В политике лейб-медик разбирался примерно так же, как я - в кардиологии.

- Рашид Харисович, поймите, - со вздохом объяснил я. - Вы сейчас в отпуске, верно? Ваше внезапное появление в Кремле не останется незамеченным. Пойдут слухи, а это чревато... Вот вам официальный больной, - я показал на Гурвича. - Пусть машина реанимации доставит его в ЦКБ. Сердечный приступ у министра финансов - хорошее объяснение вашего срочного вызова. Пока вы здесь будете заниматься лечением Президента, господин Гурвич в ЦКБ отвлечет разговоры на себя. Сообразили?

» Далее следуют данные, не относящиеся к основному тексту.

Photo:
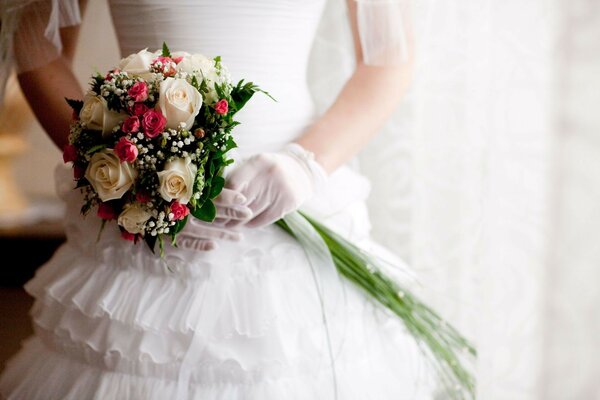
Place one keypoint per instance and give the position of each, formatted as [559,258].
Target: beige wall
[97,50]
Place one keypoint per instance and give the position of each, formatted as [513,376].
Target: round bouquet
[149,140]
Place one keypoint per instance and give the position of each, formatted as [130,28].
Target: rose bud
[126,150]
[131,125]
[138,92]
[153,122]
[180,211]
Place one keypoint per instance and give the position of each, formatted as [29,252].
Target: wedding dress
[114,321]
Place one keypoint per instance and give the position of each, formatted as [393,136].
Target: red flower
[153,122]
[139,91]
[128,236]
[105,211]
[126,150]
[131,125]
[69,153]
[222,107]
[180,211]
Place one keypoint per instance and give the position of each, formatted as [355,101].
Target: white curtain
[494,191]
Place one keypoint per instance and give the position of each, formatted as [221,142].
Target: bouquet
[148,146]
[149,141]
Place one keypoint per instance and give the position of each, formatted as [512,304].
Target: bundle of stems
[448,350]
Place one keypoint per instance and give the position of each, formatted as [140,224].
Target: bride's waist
[267,125]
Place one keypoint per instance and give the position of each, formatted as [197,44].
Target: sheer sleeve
[30,33]
[384,31]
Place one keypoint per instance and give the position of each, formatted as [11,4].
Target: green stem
[438,339]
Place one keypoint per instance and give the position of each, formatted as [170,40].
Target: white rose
[176,181]
[179,102]
[109,177]
[96,115]
[133,218]
[138,64]
[204,69]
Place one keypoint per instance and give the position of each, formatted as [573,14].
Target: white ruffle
[120,320]
[38,371]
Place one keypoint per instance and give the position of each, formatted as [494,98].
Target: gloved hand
[204,236]
[275,183]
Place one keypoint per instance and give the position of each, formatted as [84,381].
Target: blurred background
[30,211]
[486,181]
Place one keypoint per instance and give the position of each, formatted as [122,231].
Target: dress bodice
[267,42]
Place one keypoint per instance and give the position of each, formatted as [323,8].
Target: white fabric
[384,29]
[204,236]
[114,321]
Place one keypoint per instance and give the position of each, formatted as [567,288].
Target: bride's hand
[204,236]
[275,183]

Дамаев устало махнул рукой.

- Тогда берите телефон, звоните, - сказал я лейб-медику. - А от тебя, Лёлик, требуется пока совсем мало: лечь на носилки, когда за тобой приедут, и страдать... На вот, возьми апельсин побольше.

Деликатный министр финансов взял апельсин поменьше. Мысленно я уже занес Лёлика в Пашин список посвященных, под номером девятнадцать. Когда этот список перерастет двадцатку, сохранить секрет станет весьма проблематично.

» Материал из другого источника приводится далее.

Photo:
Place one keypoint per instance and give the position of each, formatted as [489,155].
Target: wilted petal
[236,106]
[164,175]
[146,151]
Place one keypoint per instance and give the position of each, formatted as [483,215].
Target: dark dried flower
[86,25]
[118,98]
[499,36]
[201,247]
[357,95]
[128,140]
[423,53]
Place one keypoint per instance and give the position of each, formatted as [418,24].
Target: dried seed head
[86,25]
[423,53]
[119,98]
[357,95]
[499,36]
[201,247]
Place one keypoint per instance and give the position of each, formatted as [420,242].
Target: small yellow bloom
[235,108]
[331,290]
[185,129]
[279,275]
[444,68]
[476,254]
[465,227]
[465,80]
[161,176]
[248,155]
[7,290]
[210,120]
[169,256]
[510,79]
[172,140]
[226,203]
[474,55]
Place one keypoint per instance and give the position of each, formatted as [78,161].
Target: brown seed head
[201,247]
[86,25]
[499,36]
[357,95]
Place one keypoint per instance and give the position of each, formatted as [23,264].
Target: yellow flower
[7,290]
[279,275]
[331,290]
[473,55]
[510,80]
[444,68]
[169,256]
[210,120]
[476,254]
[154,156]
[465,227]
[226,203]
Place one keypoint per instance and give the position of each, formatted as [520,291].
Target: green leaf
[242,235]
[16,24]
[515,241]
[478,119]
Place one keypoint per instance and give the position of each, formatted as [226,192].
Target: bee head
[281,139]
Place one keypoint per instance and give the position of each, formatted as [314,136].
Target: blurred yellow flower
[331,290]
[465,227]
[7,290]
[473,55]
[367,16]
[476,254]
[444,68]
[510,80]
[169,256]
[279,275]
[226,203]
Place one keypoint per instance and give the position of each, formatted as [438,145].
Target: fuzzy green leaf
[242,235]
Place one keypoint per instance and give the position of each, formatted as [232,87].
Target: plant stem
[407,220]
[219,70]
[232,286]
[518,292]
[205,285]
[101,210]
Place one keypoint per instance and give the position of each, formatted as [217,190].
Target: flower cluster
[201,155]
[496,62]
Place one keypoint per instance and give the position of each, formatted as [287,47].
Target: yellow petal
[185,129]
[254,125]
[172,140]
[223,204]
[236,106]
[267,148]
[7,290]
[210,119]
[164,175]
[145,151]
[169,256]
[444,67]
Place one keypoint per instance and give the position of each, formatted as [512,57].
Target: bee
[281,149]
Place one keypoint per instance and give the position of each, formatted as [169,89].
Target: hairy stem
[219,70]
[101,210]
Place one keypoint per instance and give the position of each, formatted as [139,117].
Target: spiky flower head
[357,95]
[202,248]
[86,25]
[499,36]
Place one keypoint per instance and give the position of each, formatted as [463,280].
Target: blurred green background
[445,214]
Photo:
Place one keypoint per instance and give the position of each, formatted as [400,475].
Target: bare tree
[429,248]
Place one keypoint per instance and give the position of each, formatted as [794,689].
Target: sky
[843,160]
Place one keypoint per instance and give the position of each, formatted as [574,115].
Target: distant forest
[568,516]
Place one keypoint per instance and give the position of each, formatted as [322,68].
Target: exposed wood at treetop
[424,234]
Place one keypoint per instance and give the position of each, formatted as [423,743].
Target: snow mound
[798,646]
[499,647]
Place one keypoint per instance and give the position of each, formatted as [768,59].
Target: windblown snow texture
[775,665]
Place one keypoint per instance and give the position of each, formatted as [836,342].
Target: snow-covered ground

- Это какой-то цинизм, - с неуверенностью в голосе проговорил Дамаев, глядя на живого и здорового Гурвича. - Мы будем комедию ломать, когда ОН там, на стимуляторе...

- Рашид Харисович, милый, дорогой вы наш эскулап, - мягко прервал его я. - Пусть лучше будет комедия, чем трагедия. Когда за два дня до выборов избиратель узнает, что жизнь основного кандидата висит на волоске... по вашей, кстати, вине... то на выборах победит какой-то иной кандидат. Вы по большевичкам соскучились? "Дело врачей" забыли? Давно целину не поднимали? Ну?! - Я резко повысил голос. - Будете звонить?!

Кричать на кремлевского кардиолога не доставляло мне ни малейшего удовольствия. Про себя я пообещал извиниться перед Дамаевым - сразу же, как только мы выйдем из цейтнота. Но не раньше.

Подавленный лейб-медик принял из моих рук коробочку телефона. Лёлик тем временем баюкал в ладони апельсин - горящее сердце Данко в огненно-рыжей кожуре.

- Мне надо будет лечь, когда они приедут? - поинтересовался у меня бывший сосед по парте. - Глаза закрыть?

Если все нам сойдет с рук, подумал я, организую в Кремле кружок художественной самодеятельности. Буду Станиславским местного масштаба.

- Лечь, закрыть, стонать, держаться за грудь, - перечислил я. - Это даже я знаю... У тебя что, ни разу в жизни сердце не болело?

- Ни разу, - виновато сказал Гурвич. - Сам удивляюсь...

Слова Лёлика были заглушены шумом лифта. Возник встревоженный референт Паша с кипой бумажек в руках.

- Болеслав Янович, проблемы, - с ходу объявил он. - Здесь у меня не хватает двух подписок.

Я произвел в уме простое арифметическое действие и мысленно назвал себя кретином. Когда торопишься, обязательно забудешь нечто важное.

- Премьер-министр Украины вместе с переводчиком... - медленно произнес я. - Куда, черт возьми, подевался украинский премьер?!